Eng: Beyond just diagnosis and treatment, it really tugs at my heart to see the emotional and psychosocial challenges these younger patients are facing, such as job insecurity, anxiety and depression, sexual dysfunction. These are challenges we didn’t think about as much before, given the older patient population. Younger patients who have an ostomy, for instance, face issues with self-confidence, depending on their bowel function. Patients who undergo radiation therapy face an increased risk of sexual dysfunction and fertility issues.

WebMD: What would you like to see improve on the screening and diagnosis fronts in the near future?

Eng: For patients, paying attention to their bodies and anything that seems abnormal, and bringing those symptoms to the attention of their doctors is an important first step. For physicians, asking patients about any unresolved symptoms and about their family history of CRC is another crucial step.

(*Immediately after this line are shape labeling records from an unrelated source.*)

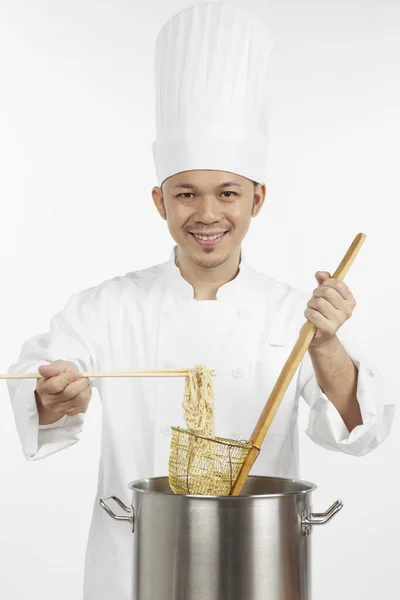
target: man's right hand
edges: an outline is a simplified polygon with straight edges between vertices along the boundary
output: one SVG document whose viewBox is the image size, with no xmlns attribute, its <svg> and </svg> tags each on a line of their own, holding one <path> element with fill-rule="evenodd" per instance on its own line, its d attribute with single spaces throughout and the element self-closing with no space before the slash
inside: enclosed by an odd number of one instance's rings
<svg viewBox="0 0 400 600">
<path fill-rule="evenodd" d="M 39 367 L 35 395 L 39 412 L 39 424 L 49 425 L 64 415 L 85 413 L 92 397 L 89 379 L 81 377 L 74 363 L 56 360 Z"/>
</svg>

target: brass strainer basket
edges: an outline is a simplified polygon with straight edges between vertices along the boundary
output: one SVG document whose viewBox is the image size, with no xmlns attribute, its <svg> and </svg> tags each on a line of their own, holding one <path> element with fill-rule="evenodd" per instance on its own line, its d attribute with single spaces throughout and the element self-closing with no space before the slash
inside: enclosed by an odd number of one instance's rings
<svg viewBox="0 0 400 600">
<path fill-rule="evenodd" d="M 171 490 L 175 494 L 229 496 L 252 444 L 208 438 L 180 427 L 171 430 Z"/>
</svg>

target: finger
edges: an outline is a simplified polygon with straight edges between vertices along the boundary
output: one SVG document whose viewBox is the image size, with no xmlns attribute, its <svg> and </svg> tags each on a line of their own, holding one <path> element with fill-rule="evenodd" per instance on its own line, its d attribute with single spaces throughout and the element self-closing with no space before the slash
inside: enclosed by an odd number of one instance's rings
<svg viewBox="0 0 400 600">
<path fill-rule="evenodd" d="M 54 396 L 56 402 L 60 402 L 61 404 L 64 402 L 70 402 L 79 394 L 89 395 L 90 386 L 88 380 L 86 379 L 78 379 L 78 381 L 74 381 L 67 385 L 67 387 L 60 393 Z"/>
<path fill-rule="evenodd" d="M 317 271 L 315 273 L 315 279 L 319 284 L 322 284 L 326 279 L 329 279 L 330 276 L 331 274 L 328 273 L 328 271 Z"/>
<path fill-rule="evenodd" d="M 78 394 L 72 400 L 68 402 L 62 402 L 55 407 L 55 412 L 63 415 L 78 415 L 87 411 L 89 399 L 84 396 L 83 393 Z"/>
<path fill-rule="evenodd" d="M 45 379 L 56 377 L 57 375 L 61 375 L 68 370 L 73 371 L 74 373 L 79 373 L 78 367 L 73 363 L 67 362 L 66 360 L 55 360 L 50 365 L 41 365 L 38 369 L 39 374 Z"/>
<path fill-rule="evenodd" d="M 59 394 L 65 390 L 65 388 L 77 379 L 81 379 L 80 375 L 73 373 L 72 371 L 65 371 L 55 377 L 47 379 L 40 387 L 41 392 L 46 394 Z"/>
<path fill-rule="evenodd" d="M 323 317 L 330 321 L 340 321 L 340 311 L 338 311 L 326 298 L 311 298 L 307 306 L 321 313 Z"/>
<path fill-rule="evenodd" d="M 317 329 L 320 330 L 321 335 L 334 335 L 336 333 L 336 328 L 332 324 L 332 321 L 324 317 L 319 311 L 314 310 L 313 308 L 306 308 L 304 315 Z"/>
<path fill-rule="evenodd" d="M 348 286 L 344 283 L 344 281 L 339 281 L 338 279 L 332 279 L 332 278 L 330 278 L 330 279 L 325 279 L 325 281 L 323 282 L 322 285 L 326 286 L 326 287 L 333 288 L 345 300 L 349 300 L 349 301 L 355 302 L 355 298 L 354 298 L 353 294 L 349 290 Z"/>
<path fill-rule="evenodd" d="M 325 298 L 337 310 L 343 309 L 347 302 L 343 296 L 334 288 L 327 285 L 320 285 L 313 291 L 314 298 Z"/>
</svg>

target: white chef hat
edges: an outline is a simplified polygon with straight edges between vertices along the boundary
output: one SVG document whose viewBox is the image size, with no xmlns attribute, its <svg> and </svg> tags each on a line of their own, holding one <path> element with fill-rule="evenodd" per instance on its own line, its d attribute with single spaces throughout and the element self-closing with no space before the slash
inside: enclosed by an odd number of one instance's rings
<svg viewBox="0 0 400 600">
<path fill-rule="evenodd" d="M 161 28 L 155 52 L 158 184 L 182 171 L 228 171 L 263 182 L 267 162 L 264 23 L 225 3 L 197 4 Z"/>
</svg>

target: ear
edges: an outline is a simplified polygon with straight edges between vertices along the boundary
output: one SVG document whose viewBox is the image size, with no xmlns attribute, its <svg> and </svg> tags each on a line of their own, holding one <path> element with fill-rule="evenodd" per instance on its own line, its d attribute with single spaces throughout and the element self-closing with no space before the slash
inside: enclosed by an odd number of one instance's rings
<svg viewBox="0 0 400 600">
<path fill-rule="evenodd" d="M 164 197 L 160 187 L 155 186 L 151 190 L 151 195 L 153 197 L 154 205 L 158 211 L 158 214 L 164 221 L 167 220 L 167 213 L 165 211 Z"/>
<path fill-rule="evenodd" d="M 258 184 L 254 191 L 253 208 L 251 216 L 256 217 L 263 207 L 265 196 L 267 194 L 267 188 L 265 183 L 262 185 Z"/>
</svg>

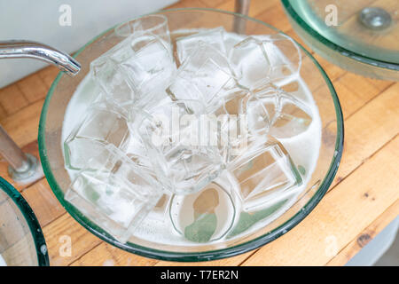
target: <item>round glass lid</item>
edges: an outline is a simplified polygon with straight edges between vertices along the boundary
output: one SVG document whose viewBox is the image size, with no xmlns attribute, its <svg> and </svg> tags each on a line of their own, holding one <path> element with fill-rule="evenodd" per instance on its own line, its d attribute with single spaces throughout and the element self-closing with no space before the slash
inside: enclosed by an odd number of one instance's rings
<svg viewBox="0 0 399 284">
<path fill-rule="evenodd" d="M 397 0 L 283 0 L 294 28 L 305 40 L 326 55 L 324 47 L 342 56 L 369 65 L 369 68 L 385 68 L 393 75 L 370 74 L 362 67 L 351 68 L 348 63 L 333 63 L 366 75 L 398 79 L 399 71 L 399 2 Z M 298 30 L 299 29 L 299 30 Z M 306 33 L 307 35 L 304 35 Z M 326 56 L 333 59 L 332 56 Z"/>
</svg>

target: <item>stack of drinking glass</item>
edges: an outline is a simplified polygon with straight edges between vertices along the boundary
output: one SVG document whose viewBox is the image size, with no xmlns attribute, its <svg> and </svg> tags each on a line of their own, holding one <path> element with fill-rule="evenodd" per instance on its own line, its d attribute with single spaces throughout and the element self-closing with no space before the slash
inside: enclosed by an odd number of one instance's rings
<svg viewBox="0 0 399 284">
<path fill-rule="evenodd" d="M 186 240 L 220 240 L 239 212 L 302 183 L 279 139 L 306 130 L 311 112 L 277 87 L 298 75 L 301 53 L 280 34 L 178 36 L 144 20 L 91 62 L 101 92 L 64 143 L 78 171 L 65 199 L 121 242 L 157 210 Z"/>
</svg>

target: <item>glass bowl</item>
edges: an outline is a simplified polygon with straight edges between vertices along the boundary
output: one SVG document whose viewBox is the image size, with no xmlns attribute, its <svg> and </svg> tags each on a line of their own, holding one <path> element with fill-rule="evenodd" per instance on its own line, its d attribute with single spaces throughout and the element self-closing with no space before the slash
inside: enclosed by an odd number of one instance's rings
<svg viewBox="0 0 399 284">
<path fill-rule="evenodd" d="M 168 19 L 172 38 L 174 32 L 187 28 L 214 28 L 223 27 L 227 32 L 244 35 L 270 35 L 279 31 L 275 28 L 241 14 L 214 9 L 175 9 L 155 12 Z M 239 23 L 239 24 L 238 24 Z M 76 87 L 90 71 L 90 63 L 100 54 L 121 42 L 121 27 L 110 28 L 79 50 L 74 58 L 82 64 L 82 71 L 74 77 L 59 74 L 46 98 L 39 126 L 39 148 L 45 176 L 55 195 L 82 226 L 105 241 L 137 255 L 161 260 L 205 261 L 233 256 L 257 248 L 286 233 L 300 223 L 319 202 L 326 193 L 337 171 L 342 154 L 343 120 L 339 99 L 325 71 L 309 51 L 301 49 L 302 67 L 301 76 L 313 92 L 320 113 L 322 133 L 319 158 L 309 178 L 307 190 L 279 217 L 250 235 L 223 242 L 196 246 L 165 245 L 133 237 L 128 243 L 121 243 L 64 200 L 64 193 L 71 180 L 65 169 L 62 144 L 62 127 L 66 106 Z M 299 86 L 284 86 L 295 91 Z"/>
<path fill-rule="evenodd" d="M 0 178 L 0 266 L 48 266 L 46 242 L 29 204 Z"/>
<path fill-rule="evenodd" d="M 281 2 L 295 32 L 330 62 L 364 76 L 399 80 L 397 1 Z"/>
</svg>

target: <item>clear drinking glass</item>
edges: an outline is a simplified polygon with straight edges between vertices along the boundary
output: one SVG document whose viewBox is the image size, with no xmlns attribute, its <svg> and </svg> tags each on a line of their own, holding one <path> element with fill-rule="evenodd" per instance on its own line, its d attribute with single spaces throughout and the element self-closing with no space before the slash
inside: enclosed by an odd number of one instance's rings
<svg viewBox="0 0 399 284">
<path fill-rule="evenodd" d="M 245 23 L 245 30 L 240 31 L 244 35 L 279 33 L 275 28 L 255 19 L 214 9 L 175 9 L 152 15 L 168 20 L 173 44 L 176 44 L 176 38 L 189 36 L 190 29 L 198 31 L 223 27 L 226 32 L 235 32 L 234 24 L 237 21 Z M 145 17 L 149 16 L 132 20 Z M 343 119 L 331 81 L 311 54 L 303 48 L 300 49 L 300 75 L 312 92 L 320 114 L 322 133 L 319 156 L 307 189 L 284 214 L 266 226 L 250 234 L 227 238 L 220 242 L 168 245 L 134 236 L 129 242 L 121 243 L 66 202 L 64 194 L 71 184 L 71 178 L 65 168 L 62 154 L 62 128 L 66 109 L 76 87 L 90 72 L 90 62 L 125 38 L 119 36 L 118 30 L 115 31 L 114 28 L 108 29 L 76 52 L 74 57 L 82 64 L 81 72 L 74 77 L 59 75 L 48 93 L 42 113 L 39 148 L 43 170 L 55 195 L 74 218 L 100 239 L 129 252 L 164 260 L 205 261 L 232 256 L 263 246 L 293 228 L 309 214 L 326 193 L 337 171 L 342 154 Z M 299 83 L 293 82 L 283 89 L 298 92 L 300 96 L 301 88 Z M 262 212 L 266 215 L 270 213 L 270 210 Z M 257 218 L 258 216 L 254 217 Z"/>
<path fill-rule="evenodd" d="M 48 266 L 39 222 L 20 193 L 0 178 L 0 266 Z"/>
</svg>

Johnson: It’s important to talk to patients about colon cancer screening as a preventative measure. The ultimate goal of screening is to prevent, not detect colon cancer. I’d also counsel my patients about their diets and advise them to limit processed foods and sugary beverages, which typically contain high fructose corn syrup. I think all providers should do this as well. Dietary influence on health and disease is a modifiable and clearly important factor!

Marshall: It’s an all-hands-on-deck kind of moment. If you are one of these patients diagnosed with CRC young, make sure you’re involved in a research project and share your experience. We’re going back to the fundamentals to understand what’s going on and why.